On reaching the White House, Donald Trump, on the contrary, strengthened sanctions against Iran and, ultimately, suspended American participation in the agreement, hindering the maintenance of the other signatories. Joe Biden tried in vain to reactivate the multiparty agreement. With the hardening of the mullahs’ regime, its ferocious repression of women, and especially the activation of the Lebanese Hezbollah subservient against Israel the day after the October 7 massacre, Donald Trump recalled that he would hit Iran hard once he returned to power. . In fact, since his election, he has appointed figures very close to Israel and hostile to Iran.
How far will he support Israel?
Will it let its Israeli ally bomb enemy nuclear infrastructures while protecting it from ballistic retaliation? Maybe.

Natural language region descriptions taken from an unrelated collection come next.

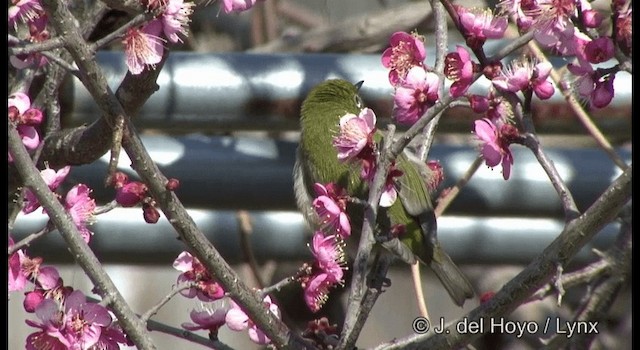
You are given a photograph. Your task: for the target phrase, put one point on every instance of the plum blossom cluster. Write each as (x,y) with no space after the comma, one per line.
(131,193)
(355,144)
(416,89)
(215,311)
(66,320)
(74,323)
(28,13)
(555,26)
(77,202)
(144,45)
(325,272)
(26,119)
(495,131)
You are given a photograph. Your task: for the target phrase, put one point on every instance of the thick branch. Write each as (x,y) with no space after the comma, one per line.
(78,247)
(575,235)
(352,33)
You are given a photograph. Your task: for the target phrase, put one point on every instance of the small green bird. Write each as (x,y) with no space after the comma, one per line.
(317,162)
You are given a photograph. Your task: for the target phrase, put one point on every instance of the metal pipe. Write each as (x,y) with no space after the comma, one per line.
(122,236)
(256,174)
(240,91)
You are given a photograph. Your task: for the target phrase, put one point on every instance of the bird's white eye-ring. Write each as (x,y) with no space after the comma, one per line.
(358,101)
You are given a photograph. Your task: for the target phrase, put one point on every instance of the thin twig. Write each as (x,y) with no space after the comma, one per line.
(531,141)
(246,229)
(351,328)
(106,208)
(417,287)
(537,274)
(79,248)
(278,286)
(579,111)
(447,197)
(116,147)
(25,242)
(184,334)
(26,48)
(62,63)
(175,290)
(118,33)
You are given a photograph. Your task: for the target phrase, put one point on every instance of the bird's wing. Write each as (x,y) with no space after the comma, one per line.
(414,195)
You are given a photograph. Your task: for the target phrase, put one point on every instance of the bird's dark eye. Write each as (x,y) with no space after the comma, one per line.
(358,101)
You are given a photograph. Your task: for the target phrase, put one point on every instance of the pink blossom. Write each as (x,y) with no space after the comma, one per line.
(590,85)
(131,194)
(206,287)
(53,179)
(37,33)
(238,320)
(389,193)
(330,205)
(17,278)
(623,30)
(329,254)
(524,11)
(175,19)
(480,25)
(495,148)
(591,18)
(599,50)
(81,208)
(76,325)
(436,176)
(523,75)
(415,95)
(143,47)
(209,317)
(24,11)
(479,104)
(552,22)
(405,51)
(603,92)
(316,290)
(460,68)
(356,132)
(237,5)
(111,337)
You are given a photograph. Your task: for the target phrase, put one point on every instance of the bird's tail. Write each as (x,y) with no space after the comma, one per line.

But this would in no case be done without the fate of Saudi Arabia and the Emirates being heavily impacted by a real Israeli-Iranian war, and with it that of Gulf oil. And therefore full gas at the pump in Ohio.

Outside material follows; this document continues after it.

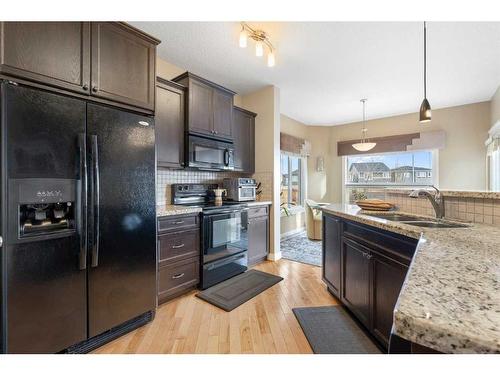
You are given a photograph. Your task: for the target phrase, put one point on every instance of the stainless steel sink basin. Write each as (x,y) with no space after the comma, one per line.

To what extent will Donald Trump support Israel, in other words at what cost? Because if unpredictability and dilettantism characterized his first mandate, we too often omit his propensity to reject any contribution from the American taxpayer to friends and allies, starting with Europe and Taiwan, and any sending of troops. Certainly, Israel benefits from a particular empathy on the part of a large majority of American citizens (contrary to what many of its detractors hoped and believed they could demonstrate during the November 5 election), and from this new administration to be born in January in particular; However, if support for the Jewish state became too costly, a clearly isolationist Donald Trump in search of savings would risk becoming less profligate.